Experimental test and numerical shape optimization of a point pivoted absorber for wave energy conversion

This paper presents a numerical study on an innovative system for converting energy from waves. It consists of a point pivoted body which oscillates in presence of waves. The system uses a linear electrical generator which converts floating movements of the buoyant body into electrical power. The buoyant body floats, describing an arc, by means of two hinges. A suitable Power Take-off Device (PTO) is placed between buoy support arms and the fixed structure and has the function to convert the mechanical power of the linear oscillating motion of the connecting piston into electrical power.
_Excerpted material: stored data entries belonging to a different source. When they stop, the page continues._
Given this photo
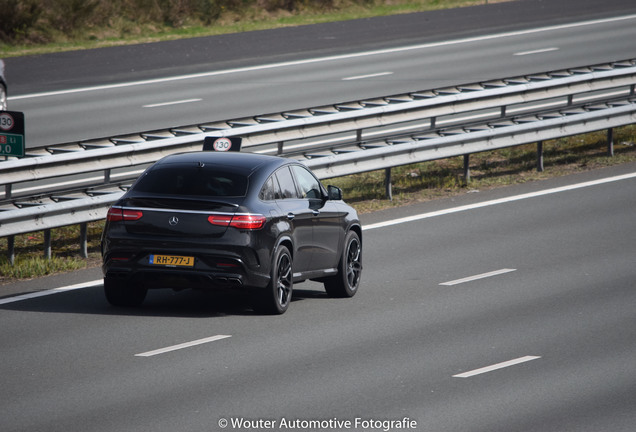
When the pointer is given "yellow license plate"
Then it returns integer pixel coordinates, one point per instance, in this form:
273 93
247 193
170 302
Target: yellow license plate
172 260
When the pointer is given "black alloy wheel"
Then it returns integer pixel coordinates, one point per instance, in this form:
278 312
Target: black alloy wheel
346 282
276 297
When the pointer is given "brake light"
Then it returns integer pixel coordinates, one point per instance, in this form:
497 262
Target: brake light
116 214
244 222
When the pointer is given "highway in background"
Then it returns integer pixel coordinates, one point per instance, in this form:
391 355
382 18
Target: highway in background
504 310
111 91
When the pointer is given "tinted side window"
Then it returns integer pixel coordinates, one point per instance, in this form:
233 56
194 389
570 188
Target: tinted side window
307 183
286 182
268 192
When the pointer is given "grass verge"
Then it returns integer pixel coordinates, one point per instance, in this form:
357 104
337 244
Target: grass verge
411 184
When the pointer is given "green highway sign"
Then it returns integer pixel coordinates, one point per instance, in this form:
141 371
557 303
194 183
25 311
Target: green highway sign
12 133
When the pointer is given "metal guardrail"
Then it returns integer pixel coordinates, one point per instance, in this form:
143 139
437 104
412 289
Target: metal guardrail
355 137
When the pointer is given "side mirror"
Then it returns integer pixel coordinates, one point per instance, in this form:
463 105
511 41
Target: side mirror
334 193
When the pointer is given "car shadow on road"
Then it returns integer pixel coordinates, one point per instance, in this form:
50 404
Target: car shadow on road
158 303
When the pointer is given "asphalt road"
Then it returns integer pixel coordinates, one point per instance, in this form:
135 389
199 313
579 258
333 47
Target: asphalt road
113 91
550 316
473 315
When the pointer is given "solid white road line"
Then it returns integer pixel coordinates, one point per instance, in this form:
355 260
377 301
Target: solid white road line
330 58
477 277
182 346
536 51
171 103
496 366
498 201
367 76
51 291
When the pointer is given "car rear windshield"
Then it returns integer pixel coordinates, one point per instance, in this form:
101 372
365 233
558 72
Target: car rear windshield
182 180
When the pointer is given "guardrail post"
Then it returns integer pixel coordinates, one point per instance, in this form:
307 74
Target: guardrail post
84 240
467 168
11 249
47 244
387 184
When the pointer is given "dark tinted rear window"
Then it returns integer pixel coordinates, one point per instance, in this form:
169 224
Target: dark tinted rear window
188 180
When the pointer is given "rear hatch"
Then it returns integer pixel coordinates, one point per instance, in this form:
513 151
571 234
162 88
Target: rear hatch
176 217
185 199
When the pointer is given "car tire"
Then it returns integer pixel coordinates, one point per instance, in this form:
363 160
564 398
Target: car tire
123 293
347 281
275 298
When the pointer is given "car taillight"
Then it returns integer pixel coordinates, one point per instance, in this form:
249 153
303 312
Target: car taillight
116 214
244 222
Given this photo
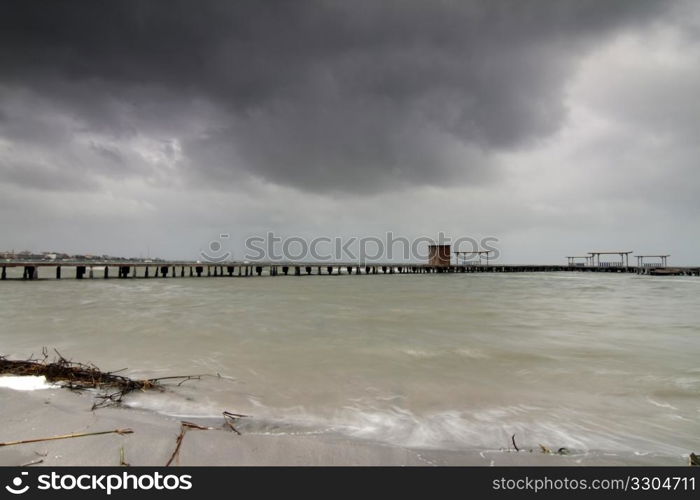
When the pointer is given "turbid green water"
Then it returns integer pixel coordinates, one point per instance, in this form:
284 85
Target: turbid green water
597 363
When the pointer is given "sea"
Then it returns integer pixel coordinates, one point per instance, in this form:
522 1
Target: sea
597 364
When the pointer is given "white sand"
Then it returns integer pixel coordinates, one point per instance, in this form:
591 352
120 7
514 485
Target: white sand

A design assumption is made on the PTO control system: PTO reaction force is assumed to be linearly dependent on piston oscillation velocity with a given force-speed gain. This coefficient is strictly connected to electrical generator characteristics and its value has an effect on power conversion efficiency . A scaled model of this system has also been tested in the wave/towing tank facility of Department of industrial Engineering (DII) of University of Naples "Federico II". A variety of numerical analyses, such as potential flow simulations and Unsteady Reynolds Averaged Navier-Stokes (URANS) simulations, have been performed to predict the system performances. Numerical and experimental analyses have included the performances of the baseline geometry, both in free response and under wave excitation, in order to characterize the response of the system, and results have been used to understand which parameters affect more the power production. Finally a numerical optimization procedure has been carried out to optimize the shape of the converter with the final objective of increasing the generated power, eventually imposing a constraint on the amount of immersed volume. In this way, a modified configuration has been predicted with higher power output and the same value of submerged volume, but with different shape.